Originally Posted by jameson_uk

This nearly always means that it can not find the site. Does your home page actually exist ?? if you type in a URL does it work ??

i would say this is the most common resolution

[welshboy]

No it comes up on every page i type in.

[jameson_uk]

Quote:

Originally Posted by welshboy

No it comes up on every page i type in.

The problem is that your machine can not figure out where a site is on the net. This normally occurs when you are not actually connected.

Are you sure you are connected ?? Have you tried to ping a site as shown above ?? Try and ping www.bbc.co.uk and see what happens.

If that is ok, I would hazard a guess that a firewall might be blocking IE from connecting to the net. Do you have a firewall installed and if so, is it set to allow IE to connect ??

[welshboy]

I have pinged sites and they show no losses and of course im connected like the title of this thread says under properties it says res://c:\windows\system32\shdoclc.dll/dnserror.htm

[jameson_uk]

Quote:

Originally Posted by welshboy

I have pinged sites and they show no losses and of course im connected like the title of this thread says under properties it says res://c:\windows\system32\shdoclc.dll/dnserror.htm

I would not wory about the file. This is simply the file windows uses to display those error messages in IE. (If you are not connected to the net you would get the same message).

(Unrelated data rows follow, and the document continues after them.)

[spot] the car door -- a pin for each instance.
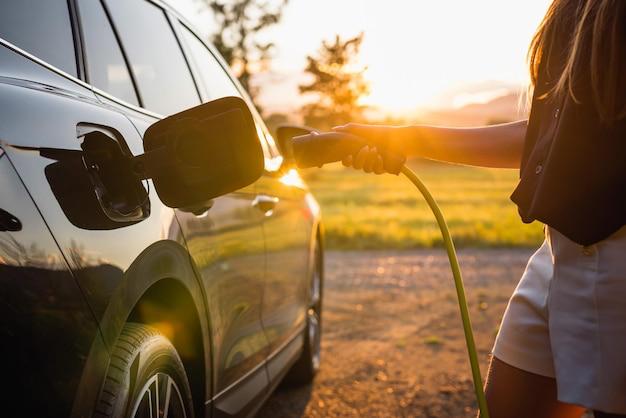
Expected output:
(280, 197)
(46, 327)
(287, 231)
(224, 236)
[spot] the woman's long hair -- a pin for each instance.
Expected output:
(589, 37)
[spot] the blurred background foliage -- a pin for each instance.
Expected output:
(375, 212)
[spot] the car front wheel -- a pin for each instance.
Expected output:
(145, 378)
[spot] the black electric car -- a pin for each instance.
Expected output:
(158, 256)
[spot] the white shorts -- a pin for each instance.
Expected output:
(567, 320)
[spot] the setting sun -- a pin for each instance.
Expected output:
(418, 54)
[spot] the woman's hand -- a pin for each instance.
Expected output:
(366, 159)
(370, 159)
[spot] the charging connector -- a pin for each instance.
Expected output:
(315, 150)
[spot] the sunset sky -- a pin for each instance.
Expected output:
(419, 54)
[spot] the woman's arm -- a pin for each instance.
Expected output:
(497, 146)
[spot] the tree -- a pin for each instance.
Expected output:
(239, 23)
(337, 82)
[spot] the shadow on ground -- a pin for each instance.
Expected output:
(392, 342)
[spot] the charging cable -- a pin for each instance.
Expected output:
(317, 149)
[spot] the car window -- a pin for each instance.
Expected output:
(214, 81)
(42, 28)
(157, 62)
(106, 68)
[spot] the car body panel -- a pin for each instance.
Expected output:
(227, 258)
(46, 326)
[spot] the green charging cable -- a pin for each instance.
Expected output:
(314, 149)
(460, 289)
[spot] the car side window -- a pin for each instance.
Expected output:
(106, 68)
(215, 83)
(42, 28)
(163, 78)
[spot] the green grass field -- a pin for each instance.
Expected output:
(363, 211)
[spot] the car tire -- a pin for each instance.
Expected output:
(306, 367)
(145, 378)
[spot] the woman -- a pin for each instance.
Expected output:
(562, 343)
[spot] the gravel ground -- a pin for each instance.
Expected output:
(393, 345)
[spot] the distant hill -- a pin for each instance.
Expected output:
(501, 109)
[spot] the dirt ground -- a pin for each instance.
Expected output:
(393, 345)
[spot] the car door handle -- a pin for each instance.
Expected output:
(265, 204)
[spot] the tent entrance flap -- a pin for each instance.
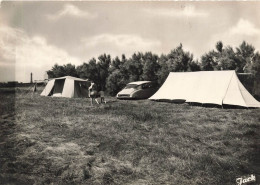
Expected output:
(58, 86)
(67, 87)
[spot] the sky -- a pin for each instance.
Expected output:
(36, 35)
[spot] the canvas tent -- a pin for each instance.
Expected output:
(66, 86)
(206, 87)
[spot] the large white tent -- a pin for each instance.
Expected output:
(206, 87)
(66, 86)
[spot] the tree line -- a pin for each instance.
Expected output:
(113, 74)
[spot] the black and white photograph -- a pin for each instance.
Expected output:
(129, 92)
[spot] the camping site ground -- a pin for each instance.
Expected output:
(46, 140)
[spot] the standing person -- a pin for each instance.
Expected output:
(102, 97)
(93, 92)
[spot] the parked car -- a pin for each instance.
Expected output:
(138, 90)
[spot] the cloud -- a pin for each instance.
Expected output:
(116, 44)
(244, 27)
(187, 11)
(243, 30)
(29, 54)
(71, 10)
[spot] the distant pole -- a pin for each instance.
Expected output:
(31, 78)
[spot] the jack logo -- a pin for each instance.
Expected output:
(245, 179)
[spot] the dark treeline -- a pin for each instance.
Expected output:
(113, 74)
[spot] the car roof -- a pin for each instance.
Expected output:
(139, 82)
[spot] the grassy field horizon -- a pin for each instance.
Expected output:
(47, 140)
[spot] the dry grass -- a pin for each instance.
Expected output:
(48, 140)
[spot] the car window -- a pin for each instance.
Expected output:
(129, 86)
(145, 86)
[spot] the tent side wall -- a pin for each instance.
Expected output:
(201, 87)
(48, 88)
(207, 87)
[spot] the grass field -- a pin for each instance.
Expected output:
(46, 140)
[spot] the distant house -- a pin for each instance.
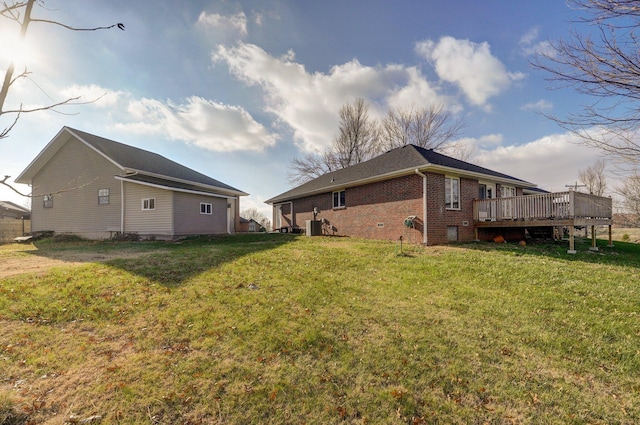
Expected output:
(427, 197)
(13, 211)
(94, 187)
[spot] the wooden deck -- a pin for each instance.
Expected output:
(560, 209)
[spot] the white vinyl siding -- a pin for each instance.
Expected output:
(157, 221)
(73, 176)
(188, 219)
(103, 196)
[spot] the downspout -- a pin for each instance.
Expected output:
(424, 206)
(122, 207)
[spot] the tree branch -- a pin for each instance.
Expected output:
(119, 25)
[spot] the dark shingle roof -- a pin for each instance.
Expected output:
(133, 158)
(400, 160)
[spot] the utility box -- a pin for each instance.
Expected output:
(314, 228)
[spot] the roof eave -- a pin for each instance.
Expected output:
(400, 173)
(226, 194)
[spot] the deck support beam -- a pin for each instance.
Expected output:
(610, 238)
(594, 247)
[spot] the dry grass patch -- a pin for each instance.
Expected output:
(289, 329)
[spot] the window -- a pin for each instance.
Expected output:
(103, 196)
(452, 233)
(507, 191)
(338, 199)
(47, 201)
(148, 204)
(452, 193)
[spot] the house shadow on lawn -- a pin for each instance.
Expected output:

Anyway, it would appear that there is some dodgy spyware on your machine. Having a quick look

Quote:

O4 - HKLM\..\Run: [Windows TM] rundlI32.exe

does not look good and is often linked to the LADE worm (googling should give details of this)

Quote:

O4 - HKLM\..\Run: [Spool] C:\WINDOWS\system32\msvc32.exe

does not look too healthy either.

... there are quite a few others starting ms... which appear dodgy

I see you have Spybot installed, is it updated ?? I am not sure but I guess you are using McAfee or AVG but are they up to date ?? most of this appears to be worm related and I would have thought up to date virus checkers would pick this up.

Also do you have a firewall installed ??